A Yukaghir Love Letter
What follows is the long-delayed and no doubt much-awaited statement of my views on Claudine Gay and the Harvard plagiarism scandal, and on what all this might mean for the future of academic research. Because I know you’ve read so much on this topic by now and likely run the risk of intracerebral hemorrhage if you’re exposed to any more of the straight stuff, I took the trouble of enciphering my work, thus requiring you to use at least a bit of your still vital brain power in order to extract its meaning.
As you will no doubt soon appreciate, I was absolutely floored when I discovered that the code I devised for this purpose just happened, against all odds and purely by chance, to yield up an entirely distinct natural-language text that seems, as far as I can make it out, to concern the semasiographic function of birchbark carvings in Northeastern Siberia. I honestly don’t know how this happened. By my calculations, given the number of characters in these two perfectly overlapping texts —which share all the same letters in exactly the same order, but none of the same meaning—, the likelihood of something like this occurring is far, far lower than that of, say, a Boltzmann brain. There’s just no accounting for it.

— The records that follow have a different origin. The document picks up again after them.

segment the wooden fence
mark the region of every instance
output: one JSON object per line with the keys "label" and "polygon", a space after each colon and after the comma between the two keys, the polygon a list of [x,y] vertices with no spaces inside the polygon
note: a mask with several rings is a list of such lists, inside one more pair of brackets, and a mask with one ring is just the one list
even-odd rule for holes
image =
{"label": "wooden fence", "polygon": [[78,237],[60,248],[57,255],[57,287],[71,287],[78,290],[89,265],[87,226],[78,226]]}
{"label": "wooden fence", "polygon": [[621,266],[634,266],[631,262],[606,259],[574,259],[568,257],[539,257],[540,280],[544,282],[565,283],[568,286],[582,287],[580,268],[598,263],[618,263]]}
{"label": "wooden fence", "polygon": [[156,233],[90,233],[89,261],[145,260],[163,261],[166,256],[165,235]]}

Anyhow I have no real idea what the overt, non-enciphered text below is about, as in truth I only wrote it by accident and to that extent should probably not be considered its author at all. —JSR
There is a story that runs as follows:
I’m sorry? You don’t understand? You need a translation? Alright, if you insist. Here you go:
Once there was a girl with long, dark, plaited hair who loved a man, but he went off to the village where the Russians live and he met there a Russian girl, who also had plaited hair, but blond, and a skirt with enormous pockets. The Russian girl was evil and conniving, and she stole him away. But their happiness was not to last. The spurned lover with dark hair sat alone at home and was very unhappy. She could not stop thinking about him. She seethed with jealousy and plans for revenge. She longed to inform the distant man that there was another man still there at home, and he had an eye for her. Boy, you had better hurry back from the arms of that evil Russian giantess, she thought, if you wish to find me not with nurslings at my bosom, no, but still a maiden, on your return!

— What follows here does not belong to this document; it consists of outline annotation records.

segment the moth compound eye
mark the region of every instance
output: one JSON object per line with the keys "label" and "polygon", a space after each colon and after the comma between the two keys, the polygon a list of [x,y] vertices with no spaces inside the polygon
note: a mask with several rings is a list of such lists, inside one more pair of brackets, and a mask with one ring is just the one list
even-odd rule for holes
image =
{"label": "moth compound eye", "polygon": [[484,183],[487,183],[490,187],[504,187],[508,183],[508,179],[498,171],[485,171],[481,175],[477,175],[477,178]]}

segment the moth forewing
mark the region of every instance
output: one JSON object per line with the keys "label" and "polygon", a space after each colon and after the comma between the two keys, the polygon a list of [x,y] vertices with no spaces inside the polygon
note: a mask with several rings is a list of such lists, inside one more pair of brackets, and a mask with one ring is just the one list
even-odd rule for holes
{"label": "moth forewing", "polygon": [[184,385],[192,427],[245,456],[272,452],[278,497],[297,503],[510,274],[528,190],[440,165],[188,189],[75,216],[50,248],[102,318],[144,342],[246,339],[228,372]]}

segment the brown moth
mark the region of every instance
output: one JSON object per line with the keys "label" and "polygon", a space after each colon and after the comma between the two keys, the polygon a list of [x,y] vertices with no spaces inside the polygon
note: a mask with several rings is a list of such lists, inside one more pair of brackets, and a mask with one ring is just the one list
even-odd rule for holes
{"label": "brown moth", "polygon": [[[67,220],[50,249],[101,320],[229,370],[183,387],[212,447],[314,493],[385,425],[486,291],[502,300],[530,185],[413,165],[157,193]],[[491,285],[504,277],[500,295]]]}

What’s that? You need me to walk you through it more carefully? Fine, then. Here you go again:
Once there was a girl with long, dark, plaited hair who loved a man:
But he went off to the village where the Russians live:
And he met there a Russian girl, who also had plaited hair, but was blond, and had a skirt with enormous pockets:
The Russian girl was evil and conniving, and she stole him away:
But their happiness was not to last:
The spurned lover with dark hair sat alone at home and was very unhappy:
She seethed with jealousy and planned for revenge:
She longed to inform the distant man that there was another man still there at home, and he had an eye for her:
Boy, you had better hurry back from the arms of that evil Russian giantess, she thought, if you wish to find me not with nurslings at my bosom, no, but still a maiden, on your return!
It was dusk in late August, the month said by the Yakuts to be “for the pitchfork”. But here in Nelmenoye, on the banks of the Kolyma, there is no grass for the Yukaghirs to pitch, there are no cattle to be fed, and the ice has barely begun to break up when the days start growing shorter again and the snow returns.

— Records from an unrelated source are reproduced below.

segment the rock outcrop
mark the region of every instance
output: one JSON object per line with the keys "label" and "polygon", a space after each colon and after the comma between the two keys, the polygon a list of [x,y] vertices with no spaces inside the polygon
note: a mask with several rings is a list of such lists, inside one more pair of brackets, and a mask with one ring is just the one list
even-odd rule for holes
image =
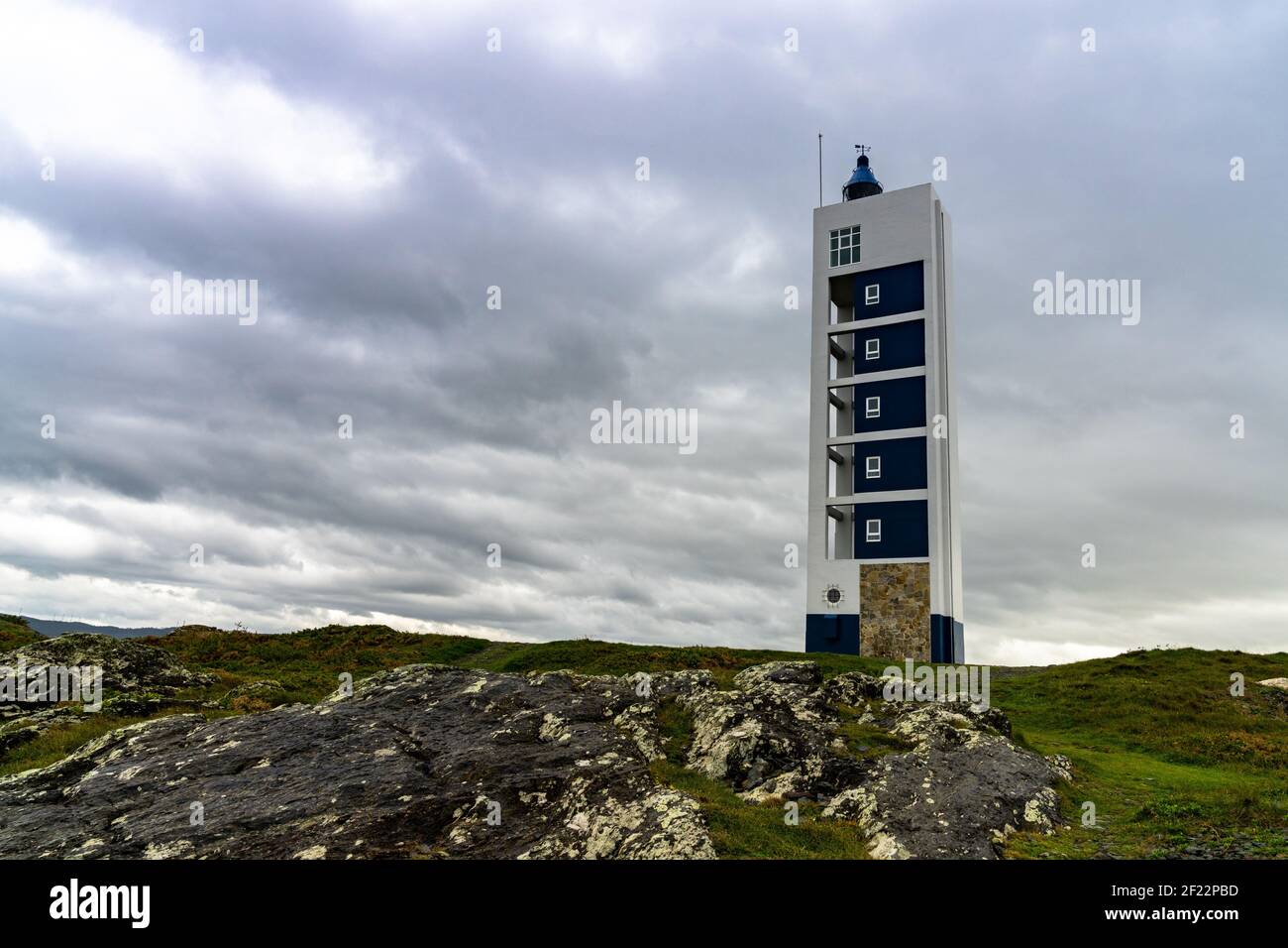
{"label": "rock outcrop", "polygon": [[[854,820],[875,858],[990,858],[1016,829],[1059,824],[1068,761],[1016,747],[997,708],[886,702],[881,678],[823,684],[813,662],[757,666],[734,684],[681,698],[694,721],[689,766],[748,801],[818,801],[824,816]],[[842,706],[909,749],[855,760],[837,738]]]}
{"label": "rock outcrop", "polygon": [[0,655],[0,668],[24,664],[28,673],[55,666],[103,669],[103,691],[174,694],[184,687],[213,685],[209,675],[191,672],[169,651],[133,638],[77,633],[43,638]]}
{"label": "rock outcrop", "polygon": [[[103,704],[95,713],[146,716],[185,687],[211,685],[215,678],[184,668],[170,653],[129,638],[67,635],[41,638],[0,654],[0,675],[41,678],[50,668],[91,668],[102,675]],[[80,703],[49,700],[0,702],[0,753],[35,740],[55,725],[79,718]]]}
{"label": "rock outcrop", "polygon": [[0,780],[0,856],[711,858],[617,724],[638,703],[623,678],[408,666],[316,706],[148,721]]}
{"label": "rock outcrop", "polygon": [[[662,757],[748,806],[817,802],[877,858],[989,858],[1054,829],[1066,760],[1018,747],[997,709],[886,702],[882,685],[824,682],[813,662],[729,690],[710,672],[407,666],[316,706],[134,725],[0,779],[0,856],[712,858],[698,804],[654,779]],[[676,708],[684,747],[658,724]],[[855,726],[887,752],[855,753]]]}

Elax, wearing an apron with leather fringes and metal pendants, was menstruating, and was not supposed to pick up a hunting knife. But she did it anyway, and she walked as if in a trance to the birch grove, and the other girls followed her, and then the women, and then the boys, and then the men. She was wearing the chintz bonnet he had given her before he left, the one his father got while trading with a Tungus, who had got it trading with a Cossack, who had received it from a Chukchi, when employed briefly as an Imperial tax collector, in desperate payment of yasak.1 She must have been out of her mind, to put that on, even now.
In the grove she found a fine tree still wrapped in smooth unbroken white birch-paper. She began to carve figures into it, nor did these require much detail or elaboration before the children in her entourage began shouting their conjectures as to the meaning of these impromptu carvings.
“That’s you!” a little boy declared.
“And that’s him!” a girl laughed, and the others laughed with her.
“Your heart is so heavy now,” an old woman ventured.
Next came the wave of speculation as to the reason for his abandonment of her:
“They say Elax looked an elk in the eyes, and that’s why we nearly starved in the spring.”
“They say it was a six-legged elk.”
“They say she has nocturnal trysts with a Chuchunaa up on the Larayek Peak.”2
“They say she offended O’nmun-èmei, Mother of the Kolyma.”
“She’s just lucky she was not hanged to pacify the elk-spirit.”
Then they began to imagine his new life among the Russians:
“They say when the Russian girls at Sredne-Kolymsk menstruate their eyes turn blood-red.”
“They say they fuck all month long, indiscriminately.”
“They probably don’t even notice when it starts!”
“My grandfather says when he was a boy he knew one who was three ells tall. Her name was Seraphima. Grandmother gets furious when he tells that story.” Everyone laughed, but Elax just kept carving, as if she were stabbing, so tightly did she grasp the handle in her fist.